Single-cell RNA sequencing provides exciting opportunities to unbiasedly study hematopoiesis. However, our understanding of leukemogenesis was limited due to the high individual differences. Integrated analyses of hematopoiesis and leukemogenesis potentially provides new insights. Here we analyzed ~200,000 single-cell transcriptomes of bone marrow mononuclear cells (BMMCs) and its subsets from 23 clinical samples. We constructed a comprehensive cell atlas as hematopoietic reference. We developed counterpart composite index (CCI; available at GitHub: https://github.com/pengfeeei/cci) to search for the healthy counterpart of each leukemia cell subpopulation, by integrating multiple statistics to map leukemia cells onto reference hematopoietic cells. Interestingly, we found leukemia cell subpopulations from each patient had different healthy counterparts. Analysis showed the trajectories of leukemia cell subpopulations were similar to that of their healthy counterparts, indicating that developmental termination of leukemia initiating cells at different phases leads to different leukemia cell subpopulations thus explained the origin of leukemia heterogeneity. CCI further predicts leukemia subtypes, cellular heterogeneity, and cellular stemness of each leukemia patient. Analyses of leukemia patient at diagnosis, refractory, remission and relapse vividly presented dynamics of cell population during leukemia treatment. CCI analyses showed the healthy counterparts of relapsed leukemia cells were closer to the root of hematopoietic tree than that of other leukemia cells, although single-cell transcriptomic genetic variants and haplotype tracing analyses showed the relapsed leukemia cell were derived from an early minor leukemia cell population. In summary, this study developed a unified framework for understanding leukemogenesis with hematopoiesis reference, which provided novel biological and medical implication.

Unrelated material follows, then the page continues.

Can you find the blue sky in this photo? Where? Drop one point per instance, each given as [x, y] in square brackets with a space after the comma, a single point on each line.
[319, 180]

单细胞RNA测序为公正地研究造血功能提供了令人兴奋的机会。但是，由于个体差异较大，我们对白血病发生的理解受到限制。血细胞生成和白血病发生的综合分析可能提供新的见解。在这里，我们分析了来自23个临床样本的骨髓单核细胞（BMMC）及其子集的约200,000个单细胞转录组。我们构建了全面的细胞图谱作为造血学参考。我们开发了对应的综合索引（CCI；可在GitHub：https：//github.com/pengfeeei/cci），通过整合多个统计数据以将白血病细胞映射到参考造血细胞上来搜索每个白血病细胞亚群的健康对应物。有趣的是 我们发现每个患者的白血病细胞亚群都有不同的健康对应物。分析表明，白血病细胞亚群的轨迹与健康人的轨迹相似，这表明白血病起始细胞在不同阶段的发育终止导致不同的白血病细胞亚群，从而解释了白血病异质性的起源。CCI还可以预测每位白血病患者的白血病亚型，细胞异质性和细胞干性。白血病患者在诊断，难治，缓解和复发方面的分析生动地展现了白血病治疗期间细胞群的动态。CCI分析显示，健康的复发性白血病细胞对应物比其他白血病细胞更接近造血树的根部，尽管单细胞转录组遗传变异和单倍型追踪分析显示复发的白血病细胞来自早期的未成年人白血病细胞群。综上所述，本研究建立了一个统一的框架，以造血学参考了解白血病的发生，提供了新的生物学和医学意义。